Turns out I was looking at things the wrong way, but my irrationality should probably be forgiven in this case, since it was the first covers album I have ever acquired. My criteria for most new music I review is pretty simple: interpret whatever immediate, guttural response I experience while I listen to the music into something tangible through the written word, as I’ve always believed that’s much more interesting to a reader then breaking down the sonic qualities of each track on the album. With a covers record though, it’s different, because I’ve already experienced those instinctual emotions through a different channel, from a different performer, so what I must do is differentiate between what I usually feel when I hear Coil music, and from what I experience while I listen to This Immortal Coil. No easy task considering they’re all original Coil compositions simply morphed through someone else’s breath.
Confusing to say the least, but after sorting out my thoughts, here is what I came away with. This is what a covers album should ideally sound like. A reimagining of Coil’s music isn’t complete just by being someone not in Coil, but performing their material. No, a successful cover isn’t just “Ok, here’s me doing a Coil song, and that in itself will automatically produce inherent differences”. There must be active interpretation, and the good news here, is it seems to come from a very heartfelt and sincere place. It’s also much more classical in nature, so that immediately makes it more accessible to people who may have been put off by some of Coil’s harsher material but still maintained some faint interest in the group.
As tricky as a balance it is for me to write about a cover album it must be even more difficult to actually create a covers album. Again, there are two sides of the coin. It takes guts to go berserk and release something that doesn’t sound one iota like the original, something we have to read the press release just be certain these are the same tracks, but that’s just not responsible. A cover is an interpretation, but it’s just that, an interpretation. It’s not a licence for you to put some bogus stamp on it in an effort to show off your inner avant-garde or whatever. It’s still based on someone else’s inspiration and personal emotions, so that cannot be discarded for the sake of experimentation.
On the other hand, a note-by-note cover isn’t really irresponsible, it’s just pointless. I’m not sure why we would need something like that, which is why Marilyn Manson’s covers are some of the worst examples of this I have ever seen (especially 'Personal Jesus', wow).
What I think is the key, is taking some creative liberties within the grand confines of the music, and making sure there is a small element of you that infiltrates the inner soul of whatever it is you’re performing. This Immortal Coil strikes that balance beautifully. As a loyal Coil follower, there was no point while listening to this album where I either cried out, “Oh c'mon, I don’t even know what song you’re covering!” nor did I ever think. “Why is this even necessary? It’s just a different voice layered overtop of Coil’s music.”

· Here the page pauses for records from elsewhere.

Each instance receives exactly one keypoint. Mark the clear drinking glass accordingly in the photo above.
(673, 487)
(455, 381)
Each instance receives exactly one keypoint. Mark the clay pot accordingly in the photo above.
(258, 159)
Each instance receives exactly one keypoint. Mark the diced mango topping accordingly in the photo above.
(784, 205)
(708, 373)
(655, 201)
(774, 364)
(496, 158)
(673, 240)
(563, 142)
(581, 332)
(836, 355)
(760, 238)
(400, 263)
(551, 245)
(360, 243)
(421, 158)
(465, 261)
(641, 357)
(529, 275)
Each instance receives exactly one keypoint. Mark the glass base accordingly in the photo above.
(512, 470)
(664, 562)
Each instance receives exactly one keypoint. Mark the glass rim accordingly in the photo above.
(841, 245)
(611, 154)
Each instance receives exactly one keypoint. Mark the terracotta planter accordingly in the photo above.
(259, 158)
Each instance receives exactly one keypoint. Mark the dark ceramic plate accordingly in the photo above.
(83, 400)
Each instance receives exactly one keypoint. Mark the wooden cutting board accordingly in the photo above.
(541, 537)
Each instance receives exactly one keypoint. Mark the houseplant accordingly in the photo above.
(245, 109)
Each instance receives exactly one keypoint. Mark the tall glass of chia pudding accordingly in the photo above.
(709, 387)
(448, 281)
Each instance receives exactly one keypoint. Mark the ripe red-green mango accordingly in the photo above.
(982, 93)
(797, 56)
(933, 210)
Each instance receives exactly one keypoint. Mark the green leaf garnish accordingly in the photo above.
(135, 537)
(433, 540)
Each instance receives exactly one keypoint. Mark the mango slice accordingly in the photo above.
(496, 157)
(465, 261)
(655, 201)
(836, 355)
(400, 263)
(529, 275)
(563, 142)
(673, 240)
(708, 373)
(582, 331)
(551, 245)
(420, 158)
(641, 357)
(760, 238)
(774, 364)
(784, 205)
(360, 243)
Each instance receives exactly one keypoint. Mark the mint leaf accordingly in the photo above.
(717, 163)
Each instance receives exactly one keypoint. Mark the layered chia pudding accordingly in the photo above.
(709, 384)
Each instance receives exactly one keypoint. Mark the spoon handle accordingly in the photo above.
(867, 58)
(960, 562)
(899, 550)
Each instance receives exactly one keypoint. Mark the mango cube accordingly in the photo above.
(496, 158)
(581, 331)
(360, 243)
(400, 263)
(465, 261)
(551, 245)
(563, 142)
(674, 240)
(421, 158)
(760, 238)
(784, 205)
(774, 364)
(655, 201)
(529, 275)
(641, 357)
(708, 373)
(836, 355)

Instead, it achieved what I didn’t really think was possible, and the music stood alone while still being a very sentimental tribute to one of the U.K.’s greatest experimental acts. As far as the track selection goes, I was really impressed. To be honest I didn’t want to see some of Coil’s ultra-intense stuff included on here (I wouldn’t want to see 'Cold Cel' or 'Going Up' on there to name a couple, I don’t care how good a cover version you think you could come at me with). The songs covered a wide array of Coil’s huge catalogue, and were also ones that didn’t reek of bad taste.
Surprisingly enough, This Immortal Coil also has a tremendous flow to it; even with various artists’ tackling cover duties. There isn’t a bum cut on the album, but the standouts 'Cardinal Points' (Dauu and Christine Ott) and 'Teenage Lightning' (Matt Elliott) are brilliant, whether or not you are a Coil fan.
Do I recommend This Immortal Coil? Absolutely, it’s pretty amazing. Would I recommend it ahead of Coil’s material? Absolutely not. It’s still a covers album, and it’s still a tribute to Coil’s music. A very worthy tribute, but still a tribute. Yes, it can be enjoyed on its own merits even if you haven’t heard a lick of Coil’s stuff prior to hearing this, but I do hope that enjoyment of This Immortal Coil is not an island unto itself. I guess what I’m hoping is that at the very least, it leads you to original Coil compositions, and that’s probably the greatest compliment you could ever give this compilation.